Actusf : Dans l'interview publiée par BD Paradisio, vous disiez que votre parcours avait été "progressif et laborieux". Ces rééditions chez Dupuis de Mardi Gras Descendre ont-elles changé la donne ?
Eric Liberge : Au niveau du travail, la réalisation d'une BD sera toujours progressive et laborieuse, si je puis transposer l'image. Travailler avec Dupuis m'a conforté dans l'idée que j'ai toujours eu de la BD que je veux faire, à savoir pas forcément commerciale au sens vulgaire du terme, et qui fait un peu violence au lecteur, parce que je mets dedans beaucoup de moi-même et n'ai pas envie que l'album soit lu en 20 minutes montre en main. Si Dupuis à l'avenir me permet de conserver la ligne que j'ai toujours suivie, je serai le plus heureux. Notre métier est de toute façon très laborieux, et le parcours d'un auteur une remise en question constante.

Actusf : Et puis la dernière question traditionnelle. Quels sont vos projets ? Sur quoi travaillez-vous en ce moment ?
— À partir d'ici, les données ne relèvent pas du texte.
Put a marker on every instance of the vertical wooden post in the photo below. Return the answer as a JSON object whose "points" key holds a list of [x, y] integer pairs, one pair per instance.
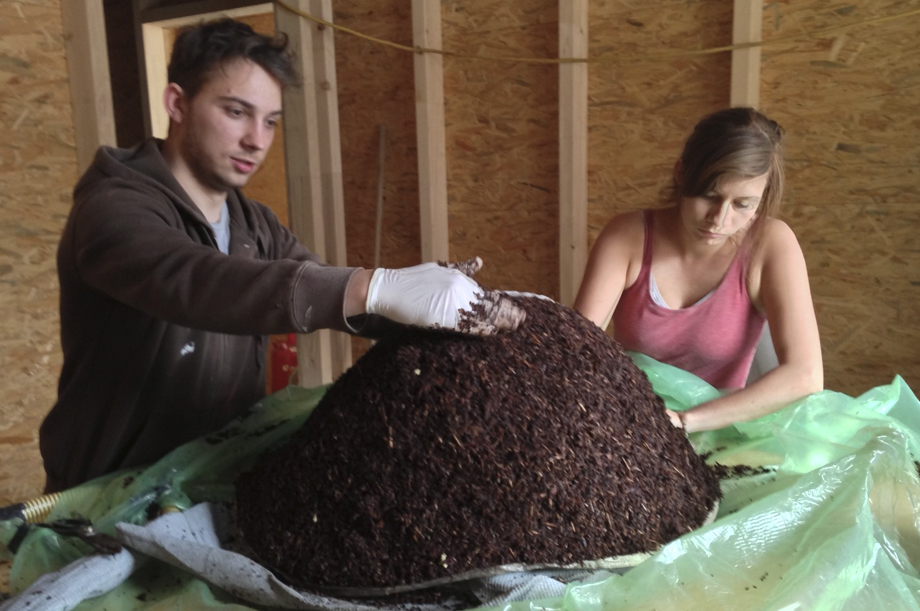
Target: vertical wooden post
{"points": [[746, 28], [573, 148], [88, 72], [304, 176], [429, 120], [330, 147]]}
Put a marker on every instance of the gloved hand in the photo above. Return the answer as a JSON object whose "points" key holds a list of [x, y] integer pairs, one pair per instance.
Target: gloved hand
{"points": [[436, 296]]}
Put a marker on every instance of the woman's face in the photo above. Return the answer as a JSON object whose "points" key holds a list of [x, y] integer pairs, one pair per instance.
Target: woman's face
{"points": [[730, 207]]}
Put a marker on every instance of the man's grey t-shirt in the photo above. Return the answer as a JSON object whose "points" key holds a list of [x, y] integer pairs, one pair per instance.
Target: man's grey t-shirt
{"points": [[222, 230]]}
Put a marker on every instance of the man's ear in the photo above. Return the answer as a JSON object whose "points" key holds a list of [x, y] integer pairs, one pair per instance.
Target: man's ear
{"points": [[175, 102]]}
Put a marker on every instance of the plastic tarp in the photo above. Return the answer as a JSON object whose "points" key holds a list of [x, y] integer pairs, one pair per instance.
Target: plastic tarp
{"points": [[832, 522]]}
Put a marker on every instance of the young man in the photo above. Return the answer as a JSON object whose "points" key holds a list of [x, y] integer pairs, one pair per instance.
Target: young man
{"points": [[171, 279]]}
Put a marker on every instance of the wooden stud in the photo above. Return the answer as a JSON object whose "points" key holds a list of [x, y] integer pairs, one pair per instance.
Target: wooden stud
{"points": [[573, 148], [429, 118], [88, 72], [304, 176], [746, 28], [330, 148]]}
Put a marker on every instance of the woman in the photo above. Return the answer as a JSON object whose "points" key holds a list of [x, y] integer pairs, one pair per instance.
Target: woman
{"points": [[693, 285]]}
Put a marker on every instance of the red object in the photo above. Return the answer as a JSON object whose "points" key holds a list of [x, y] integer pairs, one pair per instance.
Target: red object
{"points": [[283, 361]]}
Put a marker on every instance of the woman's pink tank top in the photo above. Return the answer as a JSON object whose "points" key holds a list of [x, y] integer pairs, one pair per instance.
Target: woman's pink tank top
{"points": [[714, 339]]}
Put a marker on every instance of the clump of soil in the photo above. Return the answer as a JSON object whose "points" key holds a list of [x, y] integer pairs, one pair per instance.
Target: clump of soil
{"points": [[438, 454]]}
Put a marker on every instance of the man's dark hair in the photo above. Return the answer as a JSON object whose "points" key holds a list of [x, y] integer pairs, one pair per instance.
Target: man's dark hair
{"points": [[199, 50]]}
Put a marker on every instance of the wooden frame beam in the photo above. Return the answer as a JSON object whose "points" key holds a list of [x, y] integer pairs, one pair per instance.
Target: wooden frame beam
{"points": [[88, 72], [304, 177], [747, 27], [573, 148], [429, 120], [325, 91]]}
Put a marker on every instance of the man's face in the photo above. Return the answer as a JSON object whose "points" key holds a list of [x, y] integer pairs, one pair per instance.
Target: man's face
{"points": [[229, 125]]}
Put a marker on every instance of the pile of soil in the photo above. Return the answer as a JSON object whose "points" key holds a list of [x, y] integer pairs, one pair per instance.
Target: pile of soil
{"points": [[439, 453]]}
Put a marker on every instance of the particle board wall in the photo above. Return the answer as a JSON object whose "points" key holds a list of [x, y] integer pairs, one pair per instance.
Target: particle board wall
{"points": [[38, 168], [376, 91], [640, 109], [848, 101], [502, 134]]}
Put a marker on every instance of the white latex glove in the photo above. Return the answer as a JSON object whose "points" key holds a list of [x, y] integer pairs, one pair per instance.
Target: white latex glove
{"points": [[434, 296]]}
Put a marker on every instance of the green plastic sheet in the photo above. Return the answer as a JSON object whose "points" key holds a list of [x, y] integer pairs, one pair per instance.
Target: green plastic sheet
{"points": [[832, 522]]}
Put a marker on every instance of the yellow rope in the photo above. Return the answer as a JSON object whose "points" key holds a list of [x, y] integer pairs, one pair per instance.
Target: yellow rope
{"points": [[36, 510], [603, 58]]}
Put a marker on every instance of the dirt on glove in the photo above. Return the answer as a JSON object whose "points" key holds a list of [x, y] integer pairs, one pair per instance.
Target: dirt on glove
{"points": [[438, 454]]}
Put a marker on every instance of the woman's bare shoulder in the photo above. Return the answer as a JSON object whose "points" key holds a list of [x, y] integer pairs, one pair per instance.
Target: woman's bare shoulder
{"points": [[777, 237], [629, 226]]}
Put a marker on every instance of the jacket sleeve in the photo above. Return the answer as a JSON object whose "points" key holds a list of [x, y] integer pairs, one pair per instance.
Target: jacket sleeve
{"points": [[133, 245]]}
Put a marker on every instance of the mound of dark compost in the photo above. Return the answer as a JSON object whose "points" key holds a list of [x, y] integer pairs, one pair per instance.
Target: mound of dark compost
{"points": [[438, 454]]}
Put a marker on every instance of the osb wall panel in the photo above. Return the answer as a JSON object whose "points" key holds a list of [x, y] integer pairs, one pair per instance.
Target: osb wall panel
{"points": [[502, 141], [376, 93], [37, 172], [848, 101], [641, 109]]}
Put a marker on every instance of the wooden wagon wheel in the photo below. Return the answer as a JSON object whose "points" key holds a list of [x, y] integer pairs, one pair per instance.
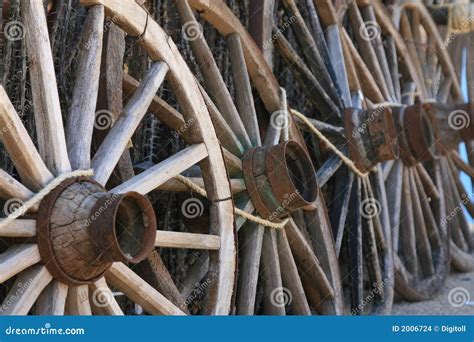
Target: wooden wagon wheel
{"points": [[416, 183], [456, 28], [357, 200], [294, 278], [68, 249]]}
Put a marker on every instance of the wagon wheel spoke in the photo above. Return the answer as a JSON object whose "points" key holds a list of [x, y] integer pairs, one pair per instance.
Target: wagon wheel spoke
{"points": [[407, 228], [19, 228], [367, 50], [103, 300], [290, 276], [117, 139], [460, 187], [125, 280], [421, 236], [49, 124], [175, 120], [158, 174], [20, 147], [52, 301], [82, 112], [187, 240], [17, 259], [250, 241], [394, 183]]}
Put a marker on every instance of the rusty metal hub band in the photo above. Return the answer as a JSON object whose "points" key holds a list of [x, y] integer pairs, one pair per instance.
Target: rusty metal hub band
{"points": [[279, 179], [82, 230], [371, 136]]}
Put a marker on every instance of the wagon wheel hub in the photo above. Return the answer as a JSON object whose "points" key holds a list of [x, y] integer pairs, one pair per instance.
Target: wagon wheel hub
{"points": [[279, 179], [83, 229]]}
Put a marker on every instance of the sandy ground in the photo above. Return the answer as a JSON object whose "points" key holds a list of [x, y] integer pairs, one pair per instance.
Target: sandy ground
{"points": [[459, 285]]}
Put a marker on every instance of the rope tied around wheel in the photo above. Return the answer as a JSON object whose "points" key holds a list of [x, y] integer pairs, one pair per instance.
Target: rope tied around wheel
{"points": [[347, 161], [196, 188], [38, 197]]}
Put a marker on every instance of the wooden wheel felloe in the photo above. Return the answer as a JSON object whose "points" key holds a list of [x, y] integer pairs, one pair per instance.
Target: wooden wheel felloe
{"points": [[83, 234]]}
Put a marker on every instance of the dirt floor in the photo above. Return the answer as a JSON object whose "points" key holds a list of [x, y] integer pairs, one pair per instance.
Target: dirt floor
{"points": [[457, 298]]}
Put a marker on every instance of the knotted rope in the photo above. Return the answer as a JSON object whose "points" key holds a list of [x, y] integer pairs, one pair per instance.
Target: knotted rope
{"points": [[37, 198], [349, 163], [196, 188]]}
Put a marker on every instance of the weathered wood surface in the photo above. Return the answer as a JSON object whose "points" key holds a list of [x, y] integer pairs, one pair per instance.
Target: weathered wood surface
{"points": [[20, 147], [47, 109], [82, 112]]}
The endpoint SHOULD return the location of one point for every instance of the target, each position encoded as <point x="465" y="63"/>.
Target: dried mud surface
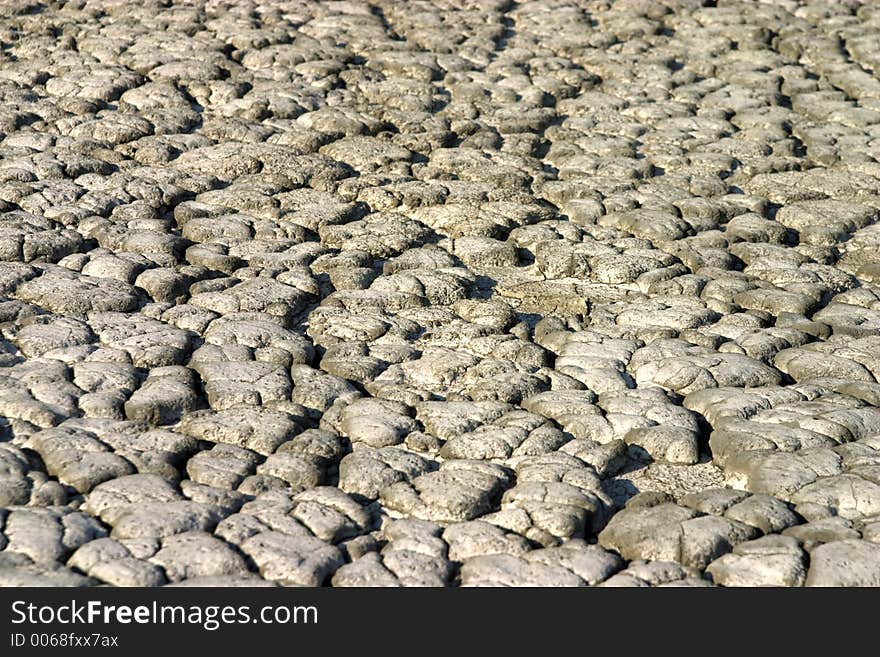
<point x="554" y="293"/>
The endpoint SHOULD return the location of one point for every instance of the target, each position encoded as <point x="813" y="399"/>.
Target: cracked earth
<point x="440" y="293"/>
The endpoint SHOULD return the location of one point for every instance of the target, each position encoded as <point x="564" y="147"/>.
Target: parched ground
<point x="439" y="293"/>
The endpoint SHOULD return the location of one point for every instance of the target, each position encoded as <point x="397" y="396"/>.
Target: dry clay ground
<point x="440" y="293"/>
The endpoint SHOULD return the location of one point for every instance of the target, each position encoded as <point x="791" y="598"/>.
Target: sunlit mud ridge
<point x="439" y="293"/>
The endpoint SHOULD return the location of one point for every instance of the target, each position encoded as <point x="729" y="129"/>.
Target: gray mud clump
<point x="569" y="293"/>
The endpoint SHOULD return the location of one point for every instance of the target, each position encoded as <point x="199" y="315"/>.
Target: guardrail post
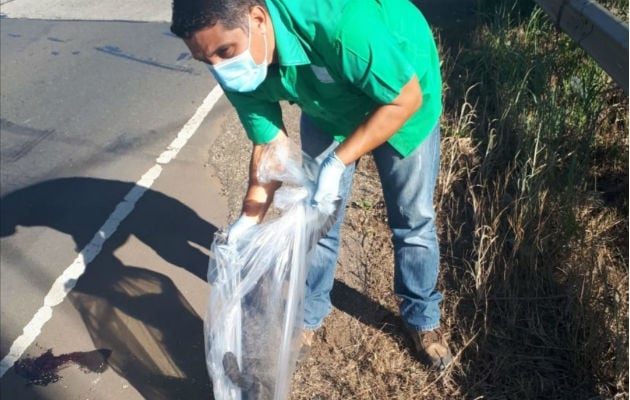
<point x="602" y="35"/>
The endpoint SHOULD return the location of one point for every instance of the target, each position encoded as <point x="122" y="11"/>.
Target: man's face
<point x="216" y="44"/>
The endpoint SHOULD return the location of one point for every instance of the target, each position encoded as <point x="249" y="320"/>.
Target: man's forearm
<point x="381" y="124"/>
<point x="259" y="195"/>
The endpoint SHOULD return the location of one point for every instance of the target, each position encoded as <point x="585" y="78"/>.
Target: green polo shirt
<point x="338" y="60"/>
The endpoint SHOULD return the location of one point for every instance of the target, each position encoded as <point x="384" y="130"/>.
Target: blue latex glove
<point x="238" y="228"/>
<point x="328" y="180"/>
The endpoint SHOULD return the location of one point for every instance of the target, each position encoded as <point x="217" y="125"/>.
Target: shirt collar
<point x="290" y="51"/>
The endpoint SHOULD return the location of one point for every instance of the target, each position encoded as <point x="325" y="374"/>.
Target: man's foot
<point x="306" y="343"/>
<point x="432" y="348"/>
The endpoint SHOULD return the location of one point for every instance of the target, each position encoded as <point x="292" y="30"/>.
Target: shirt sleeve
<point x="371" y="58"/>
<point x="261" y="119"/>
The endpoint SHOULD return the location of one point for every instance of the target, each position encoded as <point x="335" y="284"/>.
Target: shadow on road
<point x="154" y="335"/>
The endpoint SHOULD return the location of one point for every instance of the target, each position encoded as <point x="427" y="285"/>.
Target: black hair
<point x="190" y="16"/>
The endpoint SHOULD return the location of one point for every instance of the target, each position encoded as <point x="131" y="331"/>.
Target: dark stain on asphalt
<point x="44" y="369"/>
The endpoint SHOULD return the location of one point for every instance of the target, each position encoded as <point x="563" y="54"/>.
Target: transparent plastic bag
<point x="255" y="312"/>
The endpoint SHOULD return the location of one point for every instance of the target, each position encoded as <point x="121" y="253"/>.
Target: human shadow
<point x="154" y="335"/>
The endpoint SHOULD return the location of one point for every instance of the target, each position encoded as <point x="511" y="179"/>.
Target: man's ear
<point x="259" y="17"/>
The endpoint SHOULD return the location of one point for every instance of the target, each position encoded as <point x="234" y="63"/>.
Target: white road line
<point x="68" y="279"/>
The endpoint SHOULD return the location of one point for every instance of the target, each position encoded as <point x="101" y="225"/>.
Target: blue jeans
<point x="408" y="185"/>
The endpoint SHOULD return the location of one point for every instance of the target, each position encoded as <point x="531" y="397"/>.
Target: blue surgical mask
<point x="241" y="73"/>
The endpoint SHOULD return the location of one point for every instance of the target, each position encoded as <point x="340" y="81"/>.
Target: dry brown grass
<point x="532" y="206"/>
<point x="533" y="220"/>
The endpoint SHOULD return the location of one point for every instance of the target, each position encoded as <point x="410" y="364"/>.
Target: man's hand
<point x="327" y="190"/>
<point x="238" y="228"/>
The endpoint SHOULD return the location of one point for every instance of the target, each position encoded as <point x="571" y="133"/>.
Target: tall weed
<point x="534" y="224"/>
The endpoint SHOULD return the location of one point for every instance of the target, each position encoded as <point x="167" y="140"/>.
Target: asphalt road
<point x="104" y="231"/>
<point x="92" y="94"/>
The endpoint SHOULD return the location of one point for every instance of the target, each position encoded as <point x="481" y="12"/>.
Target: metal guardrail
<point x="597" y="31"/>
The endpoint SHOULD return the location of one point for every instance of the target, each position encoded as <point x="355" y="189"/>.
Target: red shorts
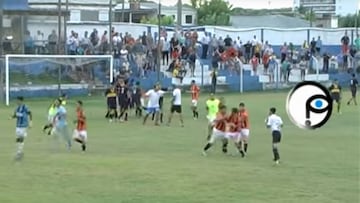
<point x="345" y="49"/>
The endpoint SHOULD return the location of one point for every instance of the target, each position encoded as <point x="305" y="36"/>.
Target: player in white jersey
<point x="153" y="106"/>
<point x="274" y="122"/>
<point x="176" y="105"/>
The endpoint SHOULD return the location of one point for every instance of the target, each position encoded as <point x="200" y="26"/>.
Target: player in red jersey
<point x="80" y="133"/>
<point x="195" y="92"/>
<point x="219" y="130"/>
<point x="244" y="129"/>
<point x="233" y="127"/>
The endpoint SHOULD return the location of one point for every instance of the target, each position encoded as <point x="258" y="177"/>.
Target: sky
<point x="252" y="4"/>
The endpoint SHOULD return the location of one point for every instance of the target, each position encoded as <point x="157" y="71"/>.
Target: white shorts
<point x="211" y="119"/>
<point x="51" y="119"/>
<point x="216" y="135"/>
<point x="21" y="132"/>
<point x="194" y="103"/>
<point x="80" y="134"/>
<point x="233" y="136"/>
<point x="244" y="133"/>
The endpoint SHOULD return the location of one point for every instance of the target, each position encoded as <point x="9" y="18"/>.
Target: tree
<point x="213" y="12"/>
<point x="164" y="21"/>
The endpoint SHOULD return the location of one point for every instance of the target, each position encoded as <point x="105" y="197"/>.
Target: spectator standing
<point x="213" y="75"/>
<point x="228" y="41"/>
<point x="165" y="45"/>
<point x="357" y="42"/>
<point x="318" y="45"/>
<point x="39" y="42"/>
<point x="283" y="50"/>
<point x="254" y="43"/>
<point x="326" y="61"/>
<point x="192" y="61"/>
<point x="205" y="41"/>
<point x="104" y="43"/>
<point x="248" y="48"/>
<point x="313" y="46"/>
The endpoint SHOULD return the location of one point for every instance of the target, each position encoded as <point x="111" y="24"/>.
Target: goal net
<point x="52" y="75"/>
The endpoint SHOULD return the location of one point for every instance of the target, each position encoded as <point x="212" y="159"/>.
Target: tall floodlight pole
<point x="110" y="27"/>
<point x="2" y="68"/>
<point x="58" y="47"/>
<point x="179" y="13"/>
<point x="158" y="64"/>
<point x="1" y="29"/>
<point x="123" y="11"/>
<point x="356" y="21"/>
<point x="65" y="23"/>
<point x="59" y="27"/>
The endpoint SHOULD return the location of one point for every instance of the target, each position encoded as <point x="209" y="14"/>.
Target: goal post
<point x="51" y="75"/>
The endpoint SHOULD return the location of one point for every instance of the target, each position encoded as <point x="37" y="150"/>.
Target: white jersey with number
<point x="274" y="122"/>
<point x="177" y="97"/>
<point x="154" y="97"/>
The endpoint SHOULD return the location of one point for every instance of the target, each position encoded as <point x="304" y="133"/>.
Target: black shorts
<point x="112" y="105"/>
<point x="176" y="108"/>
<point x="124" y="104"/>
<point x="353" y="92"/>
<point x="276" y="136"/>
<point x="336" y="97"/>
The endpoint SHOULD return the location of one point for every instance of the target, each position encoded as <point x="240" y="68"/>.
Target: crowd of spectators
<point x="179" y="52"/>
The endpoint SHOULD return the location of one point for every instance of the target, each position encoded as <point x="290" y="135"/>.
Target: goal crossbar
<point x="7" y="66"/>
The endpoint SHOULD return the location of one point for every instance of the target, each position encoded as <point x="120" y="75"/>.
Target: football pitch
<point x="132" y="163"/>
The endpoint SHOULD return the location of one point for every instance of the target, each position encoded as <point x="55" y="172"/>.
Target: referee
<point x="274" y="122"/>
<point x="353" y="87"/>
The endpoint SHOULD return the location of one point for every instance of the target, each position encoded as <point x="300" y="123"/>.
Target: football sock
<point x="20" y="147"/>
<point x="224" y="149"/>
<point x="240" y="146"/>
<point x="245" y="147"/>
<point x="208" y="145"/>
<point x="276" y="154"/>
<point x="78" y="140"/>
<point x="46" y="127"/>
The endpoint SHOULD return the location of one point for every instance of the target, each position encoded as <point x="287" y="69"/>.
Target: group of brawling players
<point x="222" y="126"/>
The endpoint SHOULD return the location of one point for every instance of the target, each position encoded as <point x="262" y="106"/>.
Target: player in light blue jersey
<point x="60" y="123"/>
<point x="23" y="118"/>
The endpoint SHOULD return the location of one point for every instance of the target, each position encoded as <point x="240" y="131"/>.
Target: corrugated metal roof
<point x="11" y="5"/>
<point x="143" y="5"/>
<point x="276" y="21"/>
<point x="104" y="2"/>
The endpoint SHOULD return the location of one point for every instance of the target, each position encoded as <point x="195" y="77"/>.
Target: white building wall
<point x="173" y="12"/>
<point x="346" y="7"/>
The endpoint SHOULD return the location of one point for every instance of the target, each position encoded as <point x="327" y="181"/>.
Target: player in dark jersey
<point x="161" y="104"/>
<point x="353" y="88"/>
<point x="335" y="91"/>
<point x="123" y="100"/>
<point x="111" y="97"/>
<point x="136" y="99"/>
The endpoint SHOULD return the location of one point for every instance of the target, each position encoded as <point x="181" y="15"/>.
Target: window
<point x="188" y="19"/>
<point x="89" y="15"/>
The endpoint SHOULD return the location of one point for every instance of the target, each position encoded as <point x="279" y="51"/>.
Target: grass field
<point x="131" y="163"/>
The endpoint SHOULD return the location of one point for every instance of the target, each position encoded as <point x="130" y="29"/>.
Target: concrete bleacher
<point x="202" y="75"/>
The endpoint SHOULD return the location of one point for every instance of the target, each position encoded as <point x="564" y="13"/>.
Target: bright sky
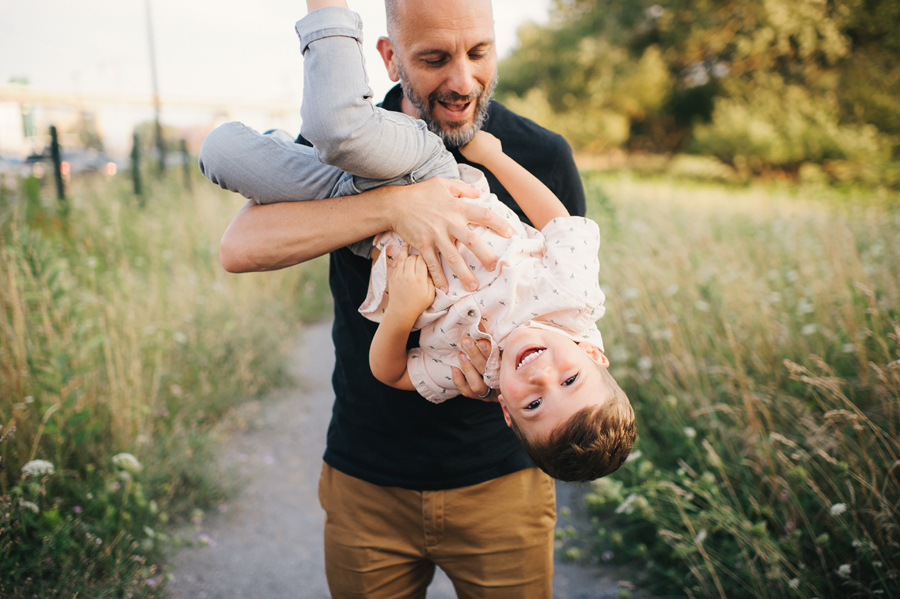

Eric Liberge : J'espère signer bientôt un nouvel ensemble de 3 albums, une petite série donc, ayant pour cadre la seconde guerre mondiale, et où un groupe d'enfants et de résistants seront confrontés aux limites du courage humain. Un beau projet que je suis très impatient de commencer et qui aurait pour titre "Empire du Rêve".